The transformation I have experienced in my prayer life over the last several years began when I became increasingly aware that I truly had missed the point of prayer my whole life. There was a classic “Aha!” moment. The scales fell off of my spiritual eyes, and I honestly saw prayer as if for the first time. I realized that I had moved past the point of guilt about a tepid prayer life and was entering totally new territory. The initial awakening came over a period of several weeks as I reveled in the fresh awareness that was taking root in my heart and mind.
In one sense I was once again a novice looking at prayer through different eyes. In another sense, however, I was aware that what the Lord was unfolding in my inner being was something for which I had hungered deeply.
I confess that when I began writing this book, I resisted the idea of beginning by defining prayer. After all, nearly everybody who writes about prayer takes that approach in some form or another. But in all candor, nothing has ever impacted my spiritual pilgrimage like having prayer redefined for me. The thought process that emerged over those months is shared in these four chapters and in the very order in which they were unfolded for me.
As you read these opening chapters, please read them in the order in which they have been written. I suspect that some who have a strong interest in living a holy life may be tempted to skip to chapter four first, but I beg of you not to do that. Each chapter provides a foundation on which the following chapter is built, and together they explore the truths that once blended provide the composite definition – the DNA – of prayer.
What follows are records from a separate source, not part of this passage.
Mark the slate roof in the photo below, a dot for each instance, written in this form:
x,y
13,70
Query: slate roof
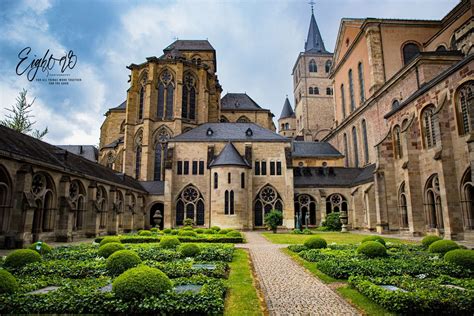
x,y
87,151
14,144
287,110
229,132
314,149
239,101
336,177
229,156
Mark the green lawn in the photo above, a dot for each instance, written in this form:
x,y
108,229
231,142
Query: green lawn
x,y
241,298
330,237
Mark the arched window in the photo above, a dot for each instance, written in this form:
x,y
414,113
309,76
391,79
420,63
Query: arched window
x,y
356,147
467,200
428,121
343,101
402,207
328,66
189,97
465,104
190,204
410,51
365,141
267,199
433,209
397,142
165,96
351,90
361,83
312,66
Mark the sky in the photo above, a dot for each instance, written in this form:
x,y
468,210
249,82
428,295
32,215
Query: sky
x,y
256,42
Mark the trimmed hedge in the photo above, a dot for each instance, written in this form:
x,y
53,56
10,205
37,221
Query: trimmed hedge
x,y
138,283
21,257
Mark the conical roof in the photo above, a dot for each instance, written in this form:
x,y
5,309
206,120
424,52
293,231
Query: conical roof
x,y
314,42
229,156
287,110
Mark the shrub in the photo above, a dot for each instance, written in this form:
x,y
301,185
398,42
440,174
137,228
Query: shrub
x,y
372,249
109,248
169,242
374,238
443,246
188,233
21,257
315,243
140,282
428,240
41,247
108,239
122,260
333,222
189,250
461,257
8,283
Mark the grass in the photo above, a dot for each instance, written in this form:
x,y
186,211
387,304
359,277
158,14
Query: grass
x,y
330,237
241,298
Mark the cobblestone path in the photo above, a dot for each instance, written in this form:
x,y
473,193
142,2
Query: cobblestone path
x,y
287,287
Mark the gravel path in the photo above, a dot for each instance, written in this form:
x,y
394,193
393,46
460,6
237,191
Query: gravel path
x,y
287,287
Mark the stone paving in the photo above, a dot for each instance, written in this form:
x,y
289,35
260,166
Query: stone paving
x,y
287,287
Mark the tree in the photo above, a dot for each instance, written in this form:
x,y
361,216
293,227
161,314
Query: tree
x,y
20,119
273,219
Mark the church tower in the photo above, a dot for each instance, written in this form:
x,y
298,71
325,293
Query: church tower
x,y
312,88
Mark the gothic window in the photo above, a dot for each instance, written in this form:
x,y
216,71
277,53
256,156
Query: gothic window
x,y
467,200
356,147
190,204
433,209
312,66
465,104
428,121
165,96
410,51
267,199
305,210
361,83
365,141
351,91
189,97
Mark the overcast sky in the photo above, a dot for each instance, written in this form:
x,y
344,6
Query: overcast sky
x,y
257,43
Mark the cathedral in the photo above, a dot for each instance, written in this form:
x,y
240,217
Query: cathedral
x,y
382,131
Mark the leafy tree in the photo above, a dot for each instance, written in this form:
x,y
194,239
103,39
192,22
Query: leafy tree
x,y
273,219
20,119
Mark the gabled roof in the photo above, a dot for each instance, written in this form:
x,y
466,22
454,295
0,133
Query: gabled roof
x,y
314,149
287,110
229,156
210,132
239,101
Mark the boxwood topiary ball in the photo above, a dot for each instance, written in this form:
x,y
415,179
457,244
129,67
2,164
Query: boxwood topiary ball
x,y
140,282
122,260
108,239
109,248
169,242
315,243
374,238
461,257
443,246
372,249
189,250
428,240
8,283
21,257
41,247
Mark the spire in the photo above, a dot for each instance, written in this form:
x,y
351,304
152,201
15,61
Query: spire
x,y
314,42
287,110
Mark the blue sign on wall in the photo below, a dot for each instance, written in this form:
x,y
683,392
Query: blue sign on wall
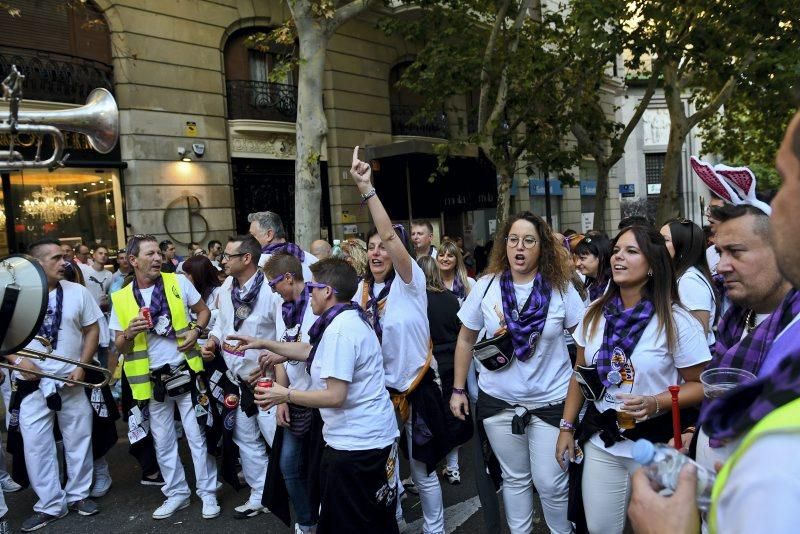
x,y
536,188
588,188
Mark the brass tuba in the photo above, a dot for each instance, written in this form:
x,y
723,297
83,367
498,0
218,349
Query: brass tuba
x,y
98,120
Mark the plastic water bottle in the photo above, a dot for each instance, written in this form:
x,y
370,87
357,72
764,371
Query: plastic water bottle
x,y
336,251
663,464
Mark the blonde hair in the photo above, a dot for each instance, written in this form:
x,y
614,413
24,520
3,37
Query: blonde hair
x,y
461,268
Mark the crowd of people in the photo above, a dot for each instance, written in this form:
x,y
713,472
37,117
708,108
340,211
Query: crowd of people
x,y
308,378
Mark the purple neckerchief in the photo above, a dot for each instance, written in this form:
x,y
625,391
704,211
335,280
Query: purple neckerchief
x,y
49,329
737,412
158,304
525,325
623,330
243,304
373,304
458,288
294,310
324,320
748,353
289,248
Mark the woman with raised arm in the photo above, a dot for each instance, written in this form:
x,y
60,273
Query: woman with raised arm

As you are about to discover, ultimately the DNA of prayer is summed up in the word connected.
Let the change begin.
1
Be Honest: What Does Prayer Really Mean to You
Prayer is often the least understood aspect of a Christian’s life. If he does not understand it, how can he claim any true commitment to it? Author unknown
The first computer I owned was an Osbourne. About the size of a portable sewing machine, the screen was all of four inches square. It was part of my luggage when I returned to the Southern Highlands of Papua New Guinea.
I know two things about computers: (1) how to turn one on, and (2) with the advent of personal computers I ran the risk of returning home four years later as a functional illiterate without it. My computer training was a crash course on a need-to-know basis.
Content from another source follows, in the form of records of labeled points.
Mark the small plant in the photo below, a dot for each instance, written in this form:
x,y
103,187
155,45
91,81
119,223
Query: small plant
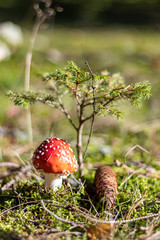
x,y
93,94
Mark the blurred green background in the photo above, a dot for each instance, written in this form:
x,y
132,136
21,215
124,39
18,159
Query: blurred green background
x,y
113,35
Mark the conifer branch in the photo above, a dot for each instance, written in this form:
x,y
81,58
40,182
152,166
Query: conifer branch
x,y
93,91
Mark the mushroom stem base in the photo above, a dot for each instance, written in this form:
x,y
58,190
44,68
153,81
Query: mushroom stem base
x,y
53,181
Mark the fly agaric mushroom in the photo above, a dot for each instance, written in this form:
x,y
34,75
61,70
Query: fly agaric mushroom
x,y
55,158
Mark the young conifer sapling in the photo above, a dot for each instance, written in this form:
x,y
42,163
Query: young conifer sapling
x,y
93,94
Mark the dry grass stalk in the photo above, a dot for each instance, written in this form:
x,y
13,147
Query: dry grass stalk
x,y
106,185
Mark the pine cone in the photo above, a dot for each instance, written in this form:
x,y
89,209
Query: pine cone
x,y
106,185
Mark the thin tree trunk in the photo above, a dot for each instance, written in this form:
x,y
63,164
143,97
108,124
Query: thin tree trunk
x,y
79,149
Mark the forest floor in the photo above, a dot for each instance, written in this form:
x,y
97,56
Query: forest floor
x,y
130,147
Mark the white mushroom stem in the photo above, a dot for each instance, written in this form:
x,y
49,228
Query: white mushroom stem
x,y
53,181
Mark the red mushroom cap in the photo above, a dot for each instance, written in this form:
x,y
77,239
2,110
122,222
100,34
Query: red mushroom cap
x,y
54,155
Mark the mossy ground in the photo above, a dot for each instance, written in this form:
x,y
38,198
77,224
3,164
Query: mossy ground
x,y
135,53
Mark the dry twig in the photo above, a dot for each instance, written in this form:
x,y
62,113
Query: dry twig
x,y
136,205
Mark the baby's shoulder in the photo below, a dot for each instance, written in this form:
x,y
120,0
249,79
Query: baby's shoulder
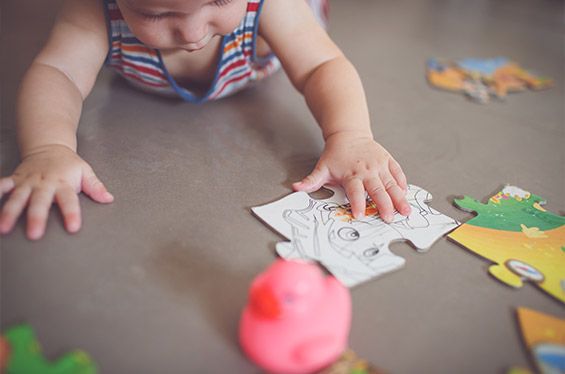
x,y
87,15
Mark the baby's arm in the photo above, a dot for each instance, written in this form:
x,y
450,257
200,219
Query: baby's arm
x,y
335,95
48,111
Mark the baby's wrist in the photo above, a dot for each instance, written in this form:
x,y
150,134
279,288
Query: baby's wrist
x,y
46,148
349,134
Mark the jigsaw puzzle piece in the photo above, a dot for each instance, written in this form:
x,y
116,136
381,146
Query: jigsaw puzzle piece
x,y
24,355
525,241
352,250
544,336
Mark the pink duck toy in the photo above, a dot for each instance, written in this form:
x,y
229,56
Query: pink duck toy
x,y
297,320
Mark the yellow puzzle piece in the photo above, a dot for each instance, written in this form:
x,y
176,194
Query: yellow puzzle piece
x,y
523,240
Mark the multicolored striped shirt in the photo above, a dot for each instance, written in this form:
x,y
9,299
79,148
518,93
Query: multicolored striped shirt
x,y
143,66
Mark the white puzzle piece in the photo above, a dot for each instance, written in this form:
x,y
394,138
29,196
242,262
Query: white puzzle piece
x,y
354,251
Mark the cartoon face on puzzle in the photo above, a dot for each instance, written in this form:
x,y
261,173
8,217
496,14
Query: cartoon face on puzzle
x,y
352,250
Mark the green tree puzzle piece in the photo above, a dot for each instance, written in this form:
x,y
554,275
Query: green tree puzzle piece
x,y
25,356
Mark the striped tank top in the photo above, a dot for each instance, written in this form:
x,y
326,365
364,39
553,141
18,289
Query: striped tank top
x,y
143,66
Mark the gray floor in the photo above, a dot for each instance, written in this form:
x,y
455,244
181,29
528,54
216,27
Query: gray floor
x,y
155,282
My grandmother probably thought that the pressure of finishing my seminary studies affected my sanity. This was a lady who oohed and aahed at electric typewriters. The generation gap between us dramatically widened when I became immersed in the world of pixels and RAMs and ROMs.
I remember the day that I came across the term motherboard. I had to laugh. It occurred to me that Grandma knew about motherboards already. Hers was about two feet long and three inches wide, made of wood with a convenient handle. It hung in the kitchen, and although it was never used for cooking, it sure could heat things up.
When people come to any topic from different directions, effective communication requires some dexterity. Words and ideas can mean different things to different people.
I’ve had a variety of Australian friends over the years who have broaden my vocabulary. When I was with them, I had to abandon the idea of finding a drugstore and settle for a chemist instead. A flat became a puncture, and an apartment became a flat. And you never call someone a bum or lightheartedly tell someone you were just bumming around, because when you look that one up, you’re going to find a rather impolite reference to a posterior.
The old axiom that words have meaning is true. Language itself is another factor that can make meaning mystifying. One comedic suggestion points out that to someone for whom English is a rough second language, it’s possible that a word like arbitrator could invoke an image of a guy who used to work at Arby’s but quit to go to work at McDonald’s. Avoidable could easily convey what a toreador tries to do every weekend.
While we can have a little fun with words, it still makes a good point: if you want to communicate, it helps if everybody is on the same page.
So, there can be no better place to start a conversation about prayer than with a clear sense of what prayer is. How do you define prayer?